Ayla no alcanzaba a medir la intensidad del sufrimiento de Jondalar cuando Frebec la había puesto en ridículo, aunque la realidad era que él se había esperado una reacción más violenta. Sin embargo, ese sufrimiento no obedecía sólo al hecho de que se hubiera puesto en lugar de Ayla. Esa furiosa confrontación le había recordado otros momentos en que se había dejado llevar por sus emociones, dejando aflorar un intenso dolor, profundamente sepultado. Le mortificaba más aún su propia e inesperada reacción. Ésa era la causa de su angustia. A Jondalar todavía le corroían los remordimientos porque, por un momento, le había mortificado verse relacionado con ella, la persona a quien Frebec cubría de invectivas. ¿Cómo podía amar a una mujer y al mismo tiempo avergonzarse de ella?

Desde aquellos terribles momentos de su juventud, Jondalar se había esforzado por dominarse, pero ahora parecía incapaz de contener los conflictos que le atormentaban.

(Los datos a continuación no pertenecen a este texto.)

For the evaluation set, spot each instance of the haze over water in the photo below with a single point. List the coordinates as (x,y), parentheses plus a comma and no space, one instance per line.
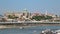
(30,30)
(52,6)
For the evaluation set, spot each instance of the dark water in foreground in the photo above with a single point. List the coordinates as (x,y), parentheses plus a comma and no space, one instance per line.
(30,30)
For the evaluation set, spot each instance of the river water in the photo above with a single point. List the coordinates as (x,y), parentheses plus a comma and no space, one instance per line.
(28,30)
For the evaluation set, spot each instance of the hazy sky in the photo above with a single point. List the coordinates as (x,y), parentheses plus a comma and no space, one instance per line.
(52,6)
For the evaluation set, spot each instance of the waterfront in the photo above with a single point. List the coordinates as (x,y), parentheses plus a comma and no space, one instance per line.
(29,30)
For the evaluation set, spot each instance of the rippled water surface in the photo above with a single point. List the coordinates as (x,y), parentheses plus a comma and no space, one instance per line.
(30,30)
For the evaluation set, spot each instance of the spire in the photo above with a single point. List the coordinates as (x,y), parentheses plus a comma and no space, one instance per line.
(46,13)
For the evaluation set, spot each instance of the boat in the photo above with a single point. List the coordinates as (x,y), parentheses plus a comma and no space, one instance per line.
(48,31)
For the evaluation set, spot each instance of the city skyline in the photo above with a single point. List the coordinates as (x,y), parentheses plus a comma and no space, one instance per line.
(52,6)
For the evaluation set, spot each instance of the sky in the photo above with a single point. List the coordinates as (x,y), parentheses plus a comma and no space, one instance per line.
(51,6)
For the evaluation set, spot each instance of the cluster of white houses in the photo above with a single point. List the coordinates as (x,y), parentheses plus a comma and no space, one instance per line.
(25,15)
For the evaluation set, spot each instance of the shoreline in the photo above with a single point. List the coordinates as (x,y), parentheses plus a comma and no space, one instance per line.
(26,26)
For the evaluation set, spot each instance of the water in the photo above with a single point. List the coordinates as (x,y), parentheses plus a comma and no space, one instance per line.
(30,30)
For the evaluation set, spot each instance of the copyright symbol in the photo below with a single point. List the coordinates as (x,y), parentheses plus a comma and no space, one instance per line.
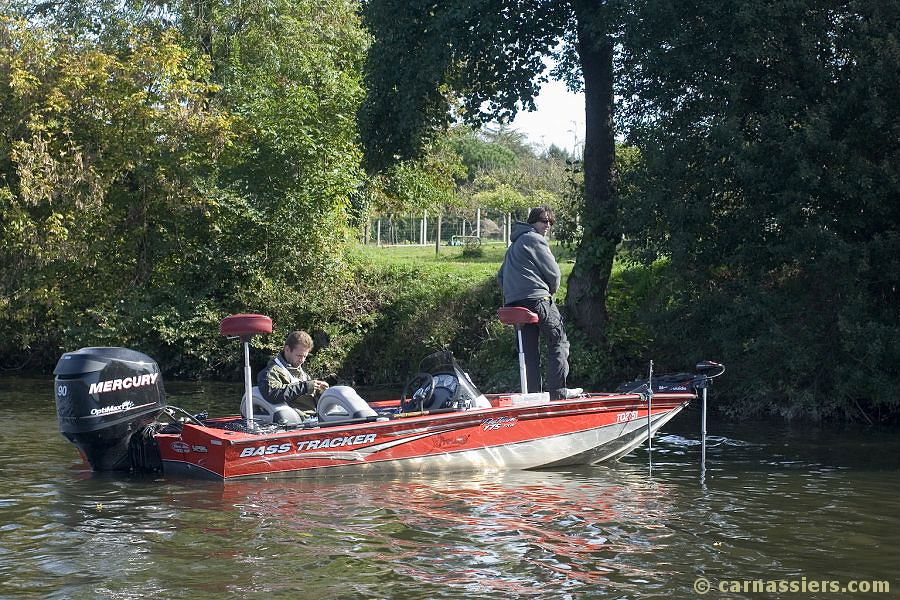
(701,586)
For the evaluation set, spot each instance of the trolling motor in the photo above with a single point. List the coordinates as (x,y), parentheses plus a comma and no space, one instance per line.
(701,382)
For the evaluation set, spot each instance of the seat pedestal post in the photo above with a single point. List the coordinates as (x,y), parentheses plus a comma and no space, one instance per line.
(522,374)
(518,316)
(248,385)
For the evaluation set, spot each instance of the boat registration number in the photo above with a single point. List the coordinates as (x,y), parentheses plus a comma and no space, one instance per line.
(626,416)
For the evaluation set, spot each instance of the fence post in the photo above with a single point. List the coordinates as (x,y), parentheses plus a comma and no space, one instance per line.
(437,238)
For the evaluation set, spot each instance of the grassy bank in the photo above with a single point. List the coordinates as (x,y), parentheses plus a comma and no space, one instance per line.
(415,302)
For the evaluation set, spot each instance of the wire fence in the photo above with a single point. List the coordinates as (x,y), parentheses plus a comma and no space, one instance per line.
(455,229)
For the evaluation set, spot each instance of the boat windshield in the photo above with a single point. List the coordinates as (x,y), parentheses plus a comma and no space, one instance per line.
(453,388)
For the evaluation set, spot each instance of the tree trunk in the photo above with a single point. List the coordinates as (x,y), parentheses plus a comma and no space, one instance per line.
(586,298)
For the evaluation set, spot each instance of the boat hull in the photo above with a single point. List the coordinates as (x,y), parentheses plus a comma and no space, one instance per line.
(582,431)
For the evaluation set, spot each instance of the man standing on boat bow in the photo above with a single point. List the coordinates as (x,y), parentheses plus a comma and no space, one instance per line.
(529,276)
(284,380)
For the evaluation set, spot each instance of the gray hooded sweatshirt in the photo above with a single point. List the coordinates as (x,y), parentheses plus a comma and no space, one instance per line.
(529,269)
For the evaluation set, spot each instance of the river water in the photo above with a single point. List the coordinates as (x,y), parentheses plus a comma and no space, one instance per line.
(808,507)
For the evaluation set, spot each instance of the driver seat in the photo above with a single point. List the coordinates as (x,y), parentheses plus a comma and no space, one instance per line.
(265,412)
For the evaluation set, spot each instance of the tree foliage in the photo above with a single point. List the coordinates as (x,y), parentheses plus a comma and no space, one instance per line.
(485,60)
(164,166)
(770,142)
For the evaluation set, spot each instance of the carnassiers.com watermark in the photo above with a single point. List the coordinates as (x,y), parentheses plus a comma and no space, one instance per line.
(786,586)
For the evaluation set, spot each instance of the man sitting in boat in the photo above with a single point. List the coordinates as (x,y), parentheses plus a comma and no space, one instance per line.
(284,380)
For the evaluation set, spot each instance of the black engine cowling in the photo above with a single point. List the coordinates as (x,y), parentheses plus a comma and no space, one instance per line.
(103,397)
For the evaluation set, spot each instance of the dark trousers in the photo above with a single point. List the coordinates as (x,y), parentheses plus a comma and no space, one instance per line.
(551,326)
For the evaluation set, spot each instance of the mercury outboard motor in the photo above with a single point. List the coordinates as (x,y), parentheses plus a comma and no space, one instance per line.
(103,397)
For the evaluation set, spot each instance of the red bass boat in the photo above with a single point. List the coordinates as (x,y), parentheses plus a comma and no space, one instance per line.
(111,405)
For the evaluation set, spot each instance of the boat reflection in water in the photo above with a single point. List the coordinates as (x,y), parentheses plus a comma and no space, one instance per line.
(496,533)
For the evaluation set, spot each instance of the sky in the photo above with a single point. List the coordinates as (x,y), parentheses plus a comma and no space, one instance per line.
(559,118)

Quería llevar a Ayla consigo, a su hogar. Quería presentarla a Dalanar y a la gente de su Caverna. A su madre, Marthona, a su hermano mayor y a su hermana pequeña, a sus primos, a todos los Zelandonii. Quería que todos la recibieran bien para establecer con ella su propio hogar, un sitio donde ella pudiera tener hijos que quizá fueran de su mismo espíritu. No había otra persona en la tierra a quien deseara, pero le acobardaba pensar en el desprecio que podía acumular sobre sí por presentar a su gente semejante mujer, y no se decidía a exponerla a aquella situación.